HTTP Guidelines

The HTTP RFC is a quite large specification. The HTTP 1.1 specification RFC 2616 clocks in at 175 pages. Published in 1999 it assumes a certain use of the HTTP protocol in the web browser / server framework. The idea for the use of HTTP as a more generic API layer only emerged a year after the publication of HTTP 1.1 in Chapter 5 of Roy Fieldings PhD thesis and was not widely adopted until many years later.

It’s important to realize that concepts and constructs that we want to manipulate in any given system will not be a perfect match with the concepts and constraints of HTTP. These mismatches can indicate a clearly wrong usage of HTTP, a special case to meet requirements, or an opportunity to improve an existing design. Any recommendation about using HTTP should come with substantial explanation about why that’s the best approach that we can determine at the time.

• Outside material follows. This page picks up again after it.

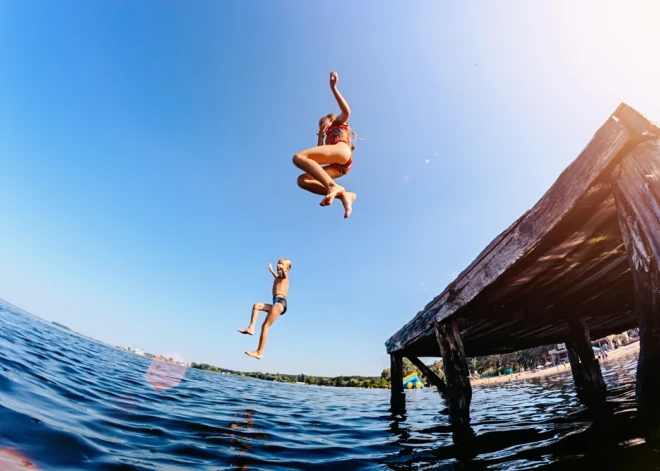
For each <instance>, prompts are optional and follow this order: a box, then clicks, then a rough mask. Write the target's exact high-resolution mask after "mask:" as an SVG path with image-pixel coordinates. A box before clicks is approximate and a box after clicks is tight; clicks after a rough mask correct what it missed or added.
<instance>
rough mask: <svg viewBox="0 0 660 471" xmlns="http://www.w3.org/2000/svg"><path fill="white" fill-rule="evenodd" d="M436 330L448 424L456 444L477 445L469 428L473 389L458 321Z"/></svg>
mask: <svg viewBox="0 0 660 471" xmlns="http://www.w3.org/2000/svg"><path fill="white" fill-rule="evenodd" d="M434 326H435V336H436V339H437V341H438V346H439V347H440V355H442V362H443V365H444V370H445V379H446V381H447V403H448V404H449V421H450V422H451V424H452V426H453V428H454V432H453V434H452V436H453V439H454V443H456V444H457V445H462V444H469V443H472V442H474V440H475V436H474V431H473V430H472V428H471V427H470V402H471V401H472V385H471V384H470V379H469V377H468V375H469V373H468V367H467V359H466V358H465V349H464V348H463V341H462V340H461V336H460V334H459V332H458V325H457V324H456V321H454V320H450V321H447V322H443V323H441V324H438V323H437V322H435V323H434Z"/></svg>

This provides the justification for the decision in the present, and bread crumbs in the future if that justification no longer holds.

HTTP defines a set of standard headers, content negotiation with mime types, well defined status codes, a url structure, and methods on such urls.

If something is not covered by this document, or seems ambiguous after looking at these guidelines, implementers are encouraged to start a mailing list thread (with references to what they believe are relevant RFC sections) to clarify and to help make these guidelines more clear in the future. However, like legal code, an RFC is only a starting point. Precedents and common usage shape what an active standard really means.

Note: in recent years RFC 2616 was split into a multipart document in RFC 7230, RFC 7231, RFC 7232, RFC 7233, RFC 7234, and RFC 7235. No major functional changes are in these documents, but they are just reorganized for readability, and small clarifying corrections were made.

HTTP Caching and Proxy Behavior

HTTP was designed to be proxied and cached heavily. HTTP caching by both intermediary proxies, and by clients themselves, is to be expected in all cases where it is allowed. This is a fundamental design point to allow HTTP to work at high scale.

That means that whenever a response is defined as cacheable, for any reason, the server implementation should assume that those responses will be cached. This could mean that the server will never see follow up requests if it does not specify appropriate Cache-Control directives on cacheable responses.

The following HTTP methods are defined as cacheable: HEAD, GET, and POST RFC 7231 (section 4.2.3).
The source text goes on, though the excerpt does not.